Der Linksverteidiger

Porträt Süddeutsche Zeitung

12.01.2024

Erschienen in der SZ

Fabio De Masi, Ex-Linken-Politiker und selbsternannter "Finanzdetektiv", tritt für die Wagenknecht-Partei BSW als Spitzenkandidat für die Europawahl an. Warum tut er sich das an? 

Fabio De Masi hat eigentlich keine Zeit für das, was da gerade über ihn hereinbricht. Er muss ein Buch schreiben, der Abgabetermin rückt näher, aber jetzt steht sein Telefon nicht mehr still, ring ring ring, pling, pling, pling, so geht das ohne Unterbrechung. Alle wollen irgendwas, er will nur das Buch fertig schreiben, eigentlich. Ob man ihn nicht im März wieder anrufen könne?

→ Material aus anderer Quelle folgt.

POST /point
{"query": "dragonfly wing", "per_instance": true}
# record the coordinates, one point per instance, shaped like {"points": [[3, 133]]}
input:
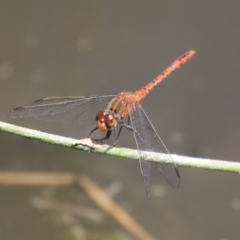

Natürlich könnte De Masi jetzt in Ruhe schreiben, hätte er sich nicht zu Wochenbeginn in die Bundespressekonferenz gesetzt. Mit ihm auf dem Podium saß Sahra Wagenknecht, die De Masi als Spitzenkandidaten ihrer neuen Partei Bündnis Sahra Wagenknecht (BSW) für die Europawahlen vorstellte. Seither muss er viele Fragen beantworten. Vor allem die, warum er sich das antut.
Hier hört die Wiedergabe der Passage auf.